Happy Birthday, question mark. Was it? Will it be? And what else will it be?

This year, my birthday was like most days: there were a few lovely, celebratory moments, mostly blah moments (on your birthday, “blah,” just means “ordinary”), there was an email that was really hard to read and dampened my mood, and there was conversation and connectivity. I wanted it to be what everyone was wishing me: a GREAT day that sets the tone for the year ahead. While I didn’t send it down the drain, it was not ALL-CAPS-GREAT.

Until sitting to write this in the week following my personal birthday, I realize I had forgotten my company’s milestone. I somewhat downplay my own birthday; and just as I’ve done writing this blog post, both ignored and skipped right on over the fact that something I created, built, both nurture and neglect, exists. The company is HERE! This is a blog post on my company’s website, and I am HERE to write it! I don’t need to throw a party (or maybe I should?), but I need to appreciate this, and let others appreciate me.

At this point, if you’re not thinking “E for Elizabeth; E for Eeyore,” you should be; I am! These
anniversary dates aren’t coinciding with euphoric feelings; ugh! I am not dismissing well-wishes AT ALL, but have I mismanaged my own expectations of what it’s like to collect those on your anniversary?
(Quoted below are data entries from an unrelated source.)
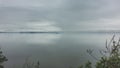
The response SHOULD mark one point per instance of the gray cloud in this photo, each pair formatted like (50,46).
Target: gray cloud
(67,14)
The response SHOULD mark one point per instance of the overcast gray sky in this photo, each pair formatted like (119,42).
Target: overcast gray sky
(57,15)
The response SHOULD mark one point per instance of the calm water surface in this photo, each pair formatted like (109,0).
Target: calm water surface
(52,50)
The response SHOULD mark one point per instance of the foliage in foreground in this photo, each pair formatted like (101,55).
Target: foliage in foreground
(110,58)
(2,59)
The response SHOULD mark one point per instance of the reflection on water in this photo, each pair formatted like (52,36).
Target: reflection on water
(53,50)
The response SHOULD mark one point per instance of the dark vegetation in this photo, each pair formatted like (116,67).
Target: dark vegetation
(2,59)
(110,57)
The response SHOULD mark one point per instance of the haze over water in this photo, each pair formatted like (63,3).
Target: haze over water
(61,50)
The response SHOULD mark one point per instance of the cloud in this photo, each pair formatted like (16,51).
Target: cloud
(67,14)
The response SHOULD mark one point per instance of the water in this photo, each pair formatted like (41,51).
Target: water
(62,50)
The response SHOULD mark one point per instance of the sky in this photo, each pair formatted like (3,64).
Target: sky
(59,15)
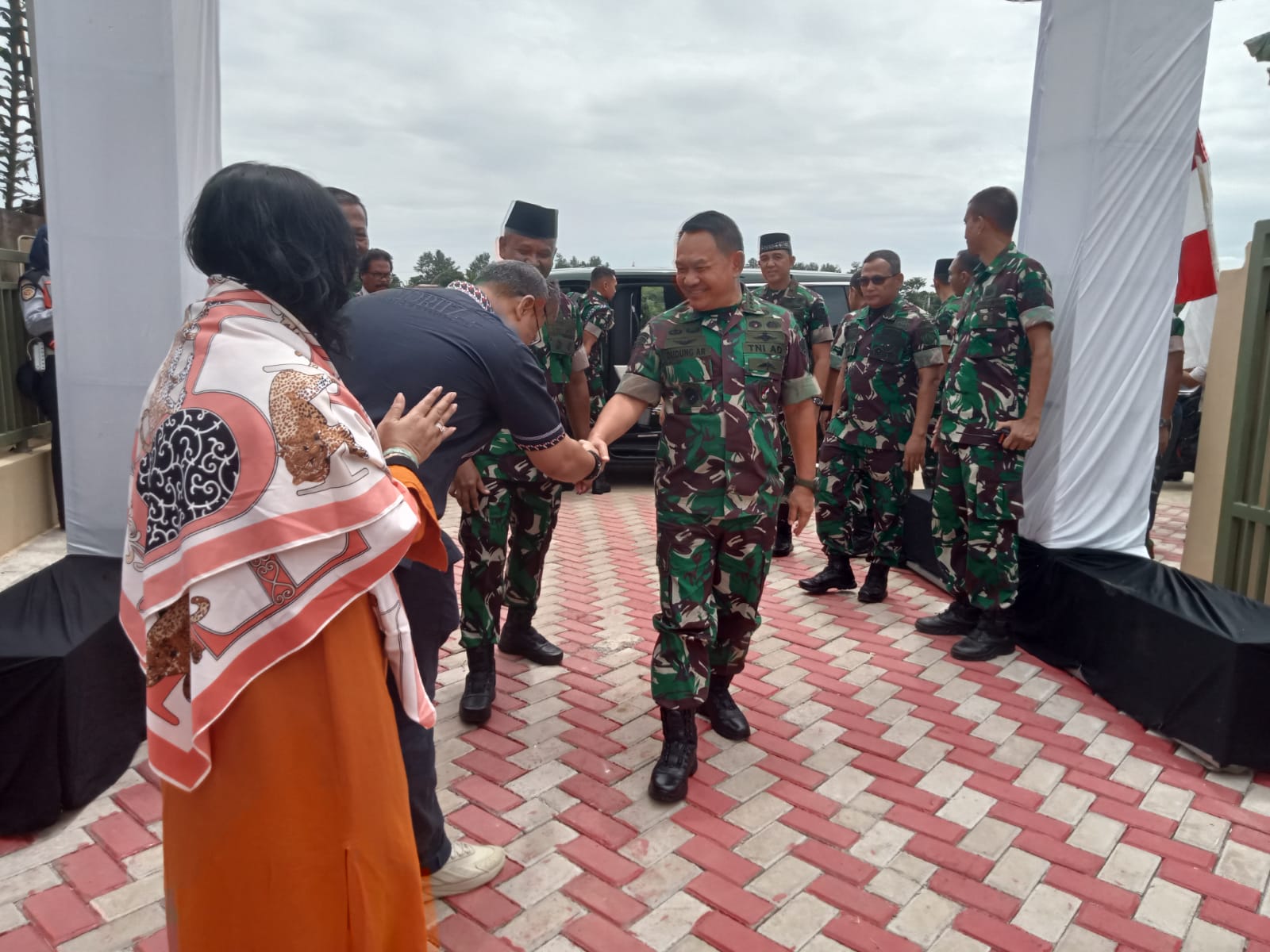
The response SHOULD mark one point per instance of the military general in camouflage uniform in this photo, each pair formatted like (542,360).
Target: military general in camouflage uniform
(812,323)
(596,314)
(952,277)
(510,507)
(994,397)
(892,363)
(723,365)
What I have realized is this: this year, in particular, I struggled to connect with the statements others send me. Therein lies the subtle root of my internal conflict: I was questioning, “Happy Birthday, exclamation point.”

I want more. I find myself craving/asking for more in the year ahead, both professionally and
personally, than what I got. Friends and family members sent along exactly what I send along:
pleasantries, good thoughts, well-wishes, and exclamation points. And I want more. Not more wishes than last year, not more acknowledgment of existence, but stuff that exists further out on the path of well-wishes. Not more emphasis on the exclamation points, but more understanding of what the sender means. Not more “good,” but more depth and honesty.

After you digest this, you’ll want more. And in wanting more depth and honesty for ourselves, we must recognize the call to also provide it to others. It is received and honored in such a cool way! We are greedy for “more,” but also giving more!

Again, not to say we don’t simply wish people well, but we are going deeper. Further out on the path of well-wishes:

  • I wish you a celebratory feeling at some point in the day.
  • I wish you conscious awareness of your thoughts.
  • I wish you a shiver as thing you wish for while blowing out your candles actually comes true.
  • I wish you a light feeling that accompanies an “a-ha” moment, following an extended period of struggle.
  • I wish you the kind of gift that you can only give yourself.

I could go on and on with these, but instead will ask you for what I should have asked for in early September: your well-wishes, found further out on the path. Please share/practice them here in the comments, and then go out there to that same spot on the path with others this year! And go out there for yourselves!

May the time in between Happy Birthday’s – seconds, as well as days – be more. Period.

- Elizabeth

p.s. This is how I responded to a friend who asked if I had a good birthday:

“It ended up being such an odd day! I put a lot of pressure on it being “great,” and setting the on the tone for a new year. In reality, it did set tones: gratitude through struggle, friendship, deeper-than-surface conversation, professional challenges that indicate I’m “in it” (not sitting side-lined), new things, [physical] strength, good wine, making the best of situations that seem dumb, and love. That is what 39 will be.”